2020 saw many changes for the NHS, most notably its acceleration in embracing digital technologies and the use of data to assist in its response to the pandemic and remote care. Noticing this shift, NetApp commissioned a report by Health Tech Partners, a leading integrated communications and market access consultancy, on what 2021 holds for data and its use in the UK healthcare system. The report examines the current state of play and policy framework as well as the untapped potential of data for the NHS and the expected trends for 2021.
With some of the initiatives referenced in the report already underway, it provides essential information that organisations need to know and trends to be aware of throughout 2021.
The state of play
It’s no secret that this year was going to be pivotal for the NHS, with a clear desire from the government to begin returning to ‘normality’ after the pandemic whilst managing the vaccine rollout and patient backlog. Several initiatives are under way that can either help or hinder the NHS as it strives to return to normality. The report examines the following initiatives in detail:
The development of integrated care systems (ICSs)
The possible reorganisation of health innovation bodies
Increased pressure on the NHS to up its game on digitisation
Legacy systems are currently holding NHS organisations back, causing them to miss out on the wide-ranging benefits that data usage through cloud-based technologies offers for patients and clinicians. There is an incredibly strong case for the data solutions within the NHS, particularly because patient care is increasingly being coordinated by ICSs andSustainability and Transformation Partnerships. The report includes a case study to demonstrate how data-driven change can transform the healthcare system and the need to unlock this potential throughout 2021 and beyond.

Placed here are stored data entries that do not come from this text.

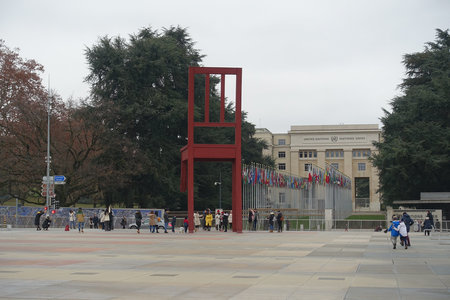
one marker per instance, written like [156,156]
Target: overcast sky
[316,62]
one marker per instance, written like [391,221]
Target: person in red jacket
[186,224]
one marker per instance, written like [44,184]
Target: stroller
[46,223]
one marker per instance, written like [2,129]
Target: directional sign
[60,179]
[47,179]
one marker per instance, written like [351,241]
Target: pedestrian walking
[174,223]
[138,219]
[255,219]
[46,223]
[403,234]
[106,220]
[251,213]
[430,217]
[185,224]
[208,220]
[271,221]
[217,220]
[123,222]
[225,221]
[166,220]
[72,219]
[152,221]
[111,218]
[196,221]
[80,220]
[102,219]
[394,231]
[408,222]
[427,226]
[95,220]
[37,219]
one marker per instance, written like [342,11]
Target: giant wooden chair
[193,152]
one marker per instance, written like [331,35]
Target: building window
[305,154]
[361,166]
[281,197]
[362,192]
[334,153]
[361,153]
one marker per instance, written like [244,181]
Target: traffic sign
[51,194]
[46,179]
[60,179]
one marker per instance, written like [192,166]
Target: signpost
[59,179]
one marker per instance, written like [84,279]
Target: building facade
[345,147]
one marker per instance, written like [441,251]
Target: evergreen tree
[139,92]
[414,154]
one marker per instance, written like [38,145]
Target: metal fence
[305,223]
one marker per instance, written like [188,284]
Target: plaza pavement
[214,265]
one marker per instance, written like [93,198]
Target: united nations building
[345,147]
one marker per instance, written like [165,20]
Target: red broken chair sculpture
[193,152]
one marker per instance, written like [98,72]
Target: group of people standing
[400,227]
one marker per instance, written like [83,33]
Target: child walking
[394,231]
[403,234]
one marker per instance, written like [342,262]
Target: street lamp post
[220,189]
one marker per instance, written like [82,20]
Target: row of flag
[259,174]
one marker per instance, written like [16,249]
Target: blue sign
[59,178]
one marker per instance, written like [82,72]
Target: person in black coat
[427,226]
[271,221]
[138,218]
[430,217]
[280,221]
[408,222]
[174,222]
[37,219]
[46,223]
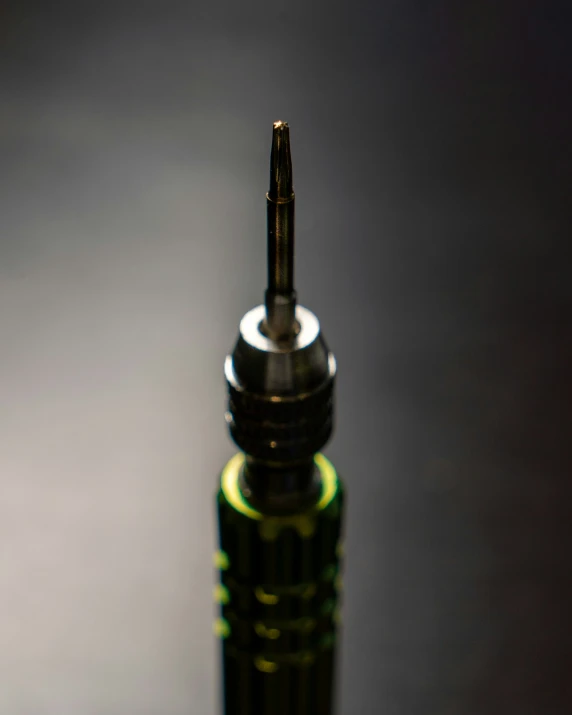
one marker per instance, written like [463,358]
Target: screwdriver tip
[280,163]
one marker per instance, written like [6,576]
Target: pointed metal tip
[280,163]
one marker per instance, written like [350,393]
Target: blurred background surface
[431,149]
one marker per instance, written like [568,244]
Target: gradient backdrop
[432,158]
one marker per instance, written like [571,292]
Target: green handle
[279,595]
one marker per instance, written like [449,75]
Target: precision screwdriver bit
[280,297]
[280,501]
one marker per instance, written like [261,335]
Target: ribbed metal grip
[279,593]
[281,430]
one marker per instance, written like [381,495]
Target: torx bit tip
[280,296]
[280,163]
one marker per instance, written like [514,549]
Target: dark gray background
[431,144]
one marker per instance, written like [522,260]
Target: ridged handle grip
[279,594]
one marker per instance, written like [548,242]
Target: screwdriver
[280,500]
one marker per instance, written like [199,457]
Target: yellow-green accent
[270,526]
[221,628]
[220,560]
[221,594]
[264,632]
[269,599]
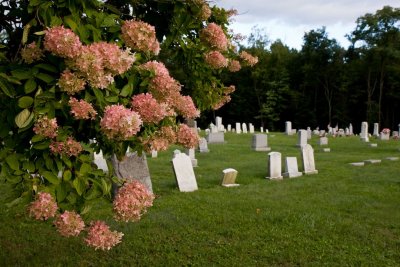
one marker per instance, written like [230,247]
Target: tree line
[322,83]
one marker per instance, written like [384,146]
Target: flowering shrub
[81,109]
[101,237]
[44,207]
[69,223]
[120,123]
[132,201]
[215,59]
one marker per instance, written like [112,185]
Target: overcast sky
[288,20]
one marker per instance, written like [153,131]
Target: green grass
[343,216]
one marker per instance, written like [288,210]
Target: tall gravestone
[364,132]
[184,173]
[274,165]
[307,154]
[288,128]
[302,138]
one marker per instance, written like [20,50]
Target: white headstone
[244,127]
[288,128]
[203,146]
[302,138]
[376,129]
[291,168]
[184,173]
[191,153]
[274,165]
[238,129]
[364,132]
[229,177]
[307,154]
[260,142]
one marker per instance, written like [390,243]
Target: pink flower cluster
[120,123]
[46,127]
[70,82]
[214,37]
[31,53]
[187,137]
[140,36]
[69,147]
[43,207]
[234,66]
[81,109]
[69,223]
[248,59]
[184,106]
[101,237]
[62,42]
[132,201]
[149,109]
[215,59]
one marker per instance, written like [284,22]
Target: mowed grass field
[342,216]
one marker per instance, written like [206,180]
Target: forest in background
[322,83]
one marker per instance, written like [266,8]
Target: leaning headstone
[274,165]
[260,142]
[133,167]
[288,128]
[291,168]
[229,177]
[191,153]
[237,127]
[302,138]
[364,132]
[307,154]
[323,141]
[100,161]
[203,146]
[215,138]
[244,127]
[184,173]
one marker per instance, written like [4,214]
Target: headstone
[100,161]
[323,141]
[244,127]
[274,165]
[238,129]
[364,132]
[215,138]
[251,128]
[288,128]
[291,168]
[260,142]
[191,153]
[376,130]
[229,177]
[184,173]
[203,146]
[309,133]
[302,138]
[133,167]
[307,154]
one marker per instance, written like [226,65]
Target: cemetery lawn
[343,216]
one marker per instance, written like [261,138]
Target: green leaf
[12,161]
[51,177]
[25,102]
[23,118]
[79,185]
[30,86]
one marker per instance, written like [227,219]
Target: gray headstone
[184,173]
[307,154]
[274,165]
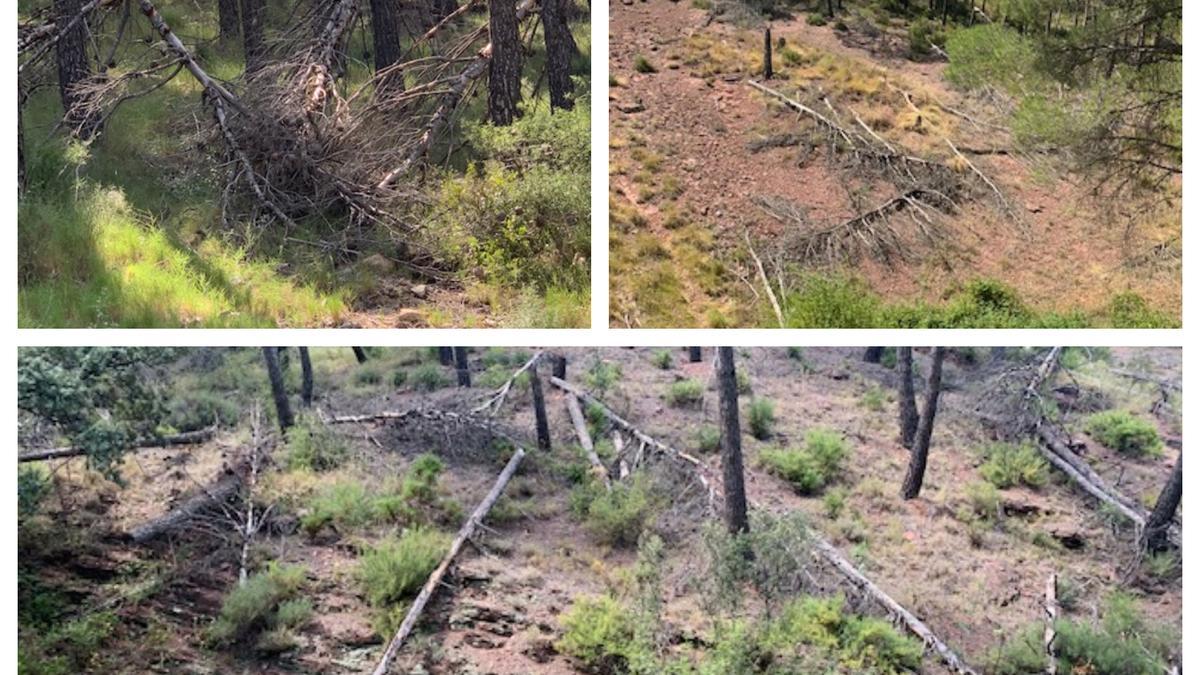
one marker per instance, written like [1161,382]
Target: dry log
[435,580]
[581,430]
[215,495]
[186,438]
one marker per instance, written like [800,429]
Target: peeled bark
[305,377]
[907,398]
[559,51]
[504,67]
[736,518]
[916,475]
[282,408]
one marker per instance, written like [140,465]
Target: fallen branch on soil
[186,438]
[435,580]
[581,430]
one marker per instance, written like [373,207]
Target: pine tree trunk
[559,51]
[462,366]
[504,66]
[907,398]
[279,393]
[916,476]
[73,70]
[305,377]
[1159,521]
[252,12]
[385,42]
[731,443]
[228,19]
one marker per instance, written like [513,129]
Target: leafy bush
[397,567]
[315,447]
[1125,432]
[685,393]
[762,418]
[255,605]
[1009,465]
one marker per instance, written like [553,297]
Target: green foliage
[685,393]
[761,417]
[1126,434]
[1008,465]
[808,469]
[312,446]
[255,605]
[396,567]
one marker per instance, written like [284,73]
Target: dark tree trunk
[559,51]
[252,12]
[1159,521]
[305,377]
[228,19]
[385,37]
[504,66]
[731,443]
[462,366]
[907,398]
[283,410]
[767,71]
[539,408]
[73,70]
[919,458]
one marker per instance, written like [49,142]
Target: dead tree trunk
[73,70]
[228,18]
[1155,535]
[907,398]
[504,69]
[253,47]
[279,393]
[305,377]
[462,366]
[435,580]
[916,475]
[539,410]
[559,51]
[736,519]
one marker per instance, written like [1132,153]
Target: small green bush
[1125,432]
[1008,465]
[396,568]
[685,393]
[313,447]
[762,418]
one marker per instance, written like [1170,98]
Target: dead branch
[435,580]
[186,438]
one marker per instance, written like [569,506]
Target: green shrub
[253,605]
[1126,434]
[685,393]
[396,568]
[762,418]
[663,359]
[1008,465]
[708,438]
[315,447]
[429,377]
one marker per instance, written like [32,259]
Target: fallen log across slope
[435,580]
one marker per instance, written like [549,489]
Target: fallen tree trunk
[186,438]
[581,430]
[209,497]
[435,580]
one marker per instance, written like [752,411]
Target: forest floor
[693,147]
[499,611]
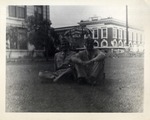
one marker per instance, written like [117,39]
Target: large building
[16,16]
[110,32]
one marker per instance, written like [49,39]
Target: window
[114,32]
[130,36]
[104,33]
[17,11]
[38,12]
[134,37]
[95,34]
[120,34]
[124,34]
[104,43]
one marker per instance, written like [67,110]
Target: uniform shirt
[95,54]
[62,58]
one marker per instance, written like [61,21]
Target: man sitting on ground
[62,63]
[89,63]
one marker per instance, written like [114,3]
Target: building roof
[106,21]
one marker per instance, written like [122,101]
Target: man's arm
[76,59]
[99,56]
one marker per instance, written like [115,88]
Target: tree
[41,35]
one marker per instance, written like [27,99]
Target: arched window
[130,44]
[120,43]
[96,43]
[104,43]
[114,43]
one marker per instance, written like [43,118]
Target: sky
[68,15]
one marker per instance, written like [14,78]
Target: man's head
[89,44]
[65,44]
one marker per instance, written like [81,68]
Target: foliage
[41,35]
[11,35]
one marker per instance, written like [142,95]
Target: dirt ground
[122,91]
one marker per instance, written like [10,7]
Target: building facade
[16,26]
[110,32]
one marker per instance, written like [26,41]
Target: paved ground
[122,91]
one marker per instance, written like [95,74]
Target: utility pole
[127,38]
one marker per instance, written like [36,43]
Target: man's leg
[47,74]
[96,72]
[62,73]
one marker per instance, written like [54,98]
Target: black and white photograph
[76,58]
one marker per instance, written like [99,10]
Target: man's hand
[89,62]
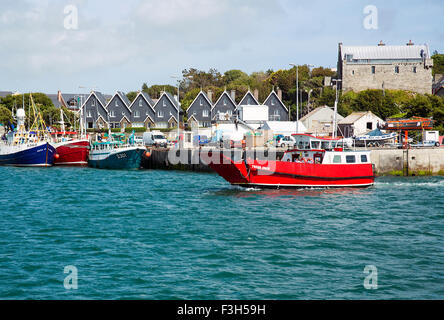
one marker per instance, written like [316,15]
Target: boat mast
[335,120]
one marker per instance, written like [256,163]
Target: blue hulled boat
[27,155]
[27,148]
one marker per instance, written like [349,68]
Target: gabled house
[320,121]
[224,107]
[277,111]
[166,111]
[142,111]
[94,111]
[119,112]
[199,110]
[249,100]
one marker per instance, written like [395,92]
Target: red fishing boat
[72,148]
[315,162]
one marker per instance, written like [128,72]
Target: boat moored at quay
[116,154]
[314,163]
[24,148]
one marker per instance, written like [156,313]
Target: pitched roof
[245,97]
[318,109]
[386,52]
[205,96]
[277,97]
[229,97]
[355,116]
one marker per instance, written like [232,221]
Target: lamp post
[297,97]
[335,124]
[178,106]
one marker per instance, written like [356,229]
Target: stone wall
[358,77]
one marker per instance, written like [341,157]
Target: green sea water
[180,235]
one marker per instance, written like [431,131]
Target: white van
[155,138]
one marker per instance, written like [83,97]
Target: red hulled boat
[71,152]
[314,163]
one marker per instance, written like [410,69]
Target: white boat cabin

Health Tech Partners also examined the broader key challenges and opportunities the healthcare system faces over the coming year. Notable challenges include recovery from the pandemic and financial pressures following the 2020 Spending Review, and what this could mean for efforts to use data to improve the way that healthcare is delivered. Finally, the report looked into key themes to be aware of this year that can impact the healthcare system, either positively or negatively.
It remains to be seen whether 2021 will be the year in which the NHS makes a great leap toward the use of data. However, it’s clear that the time has never been better for the NHS to explore innovation solutions and new ways of working. This report, and the questions it poses for organisations, clinicians, and the healthcare industry, will be useful in navigating the upcoming changes in the healthcare system and in understanding the challenges it faces in returning to ‘normality’.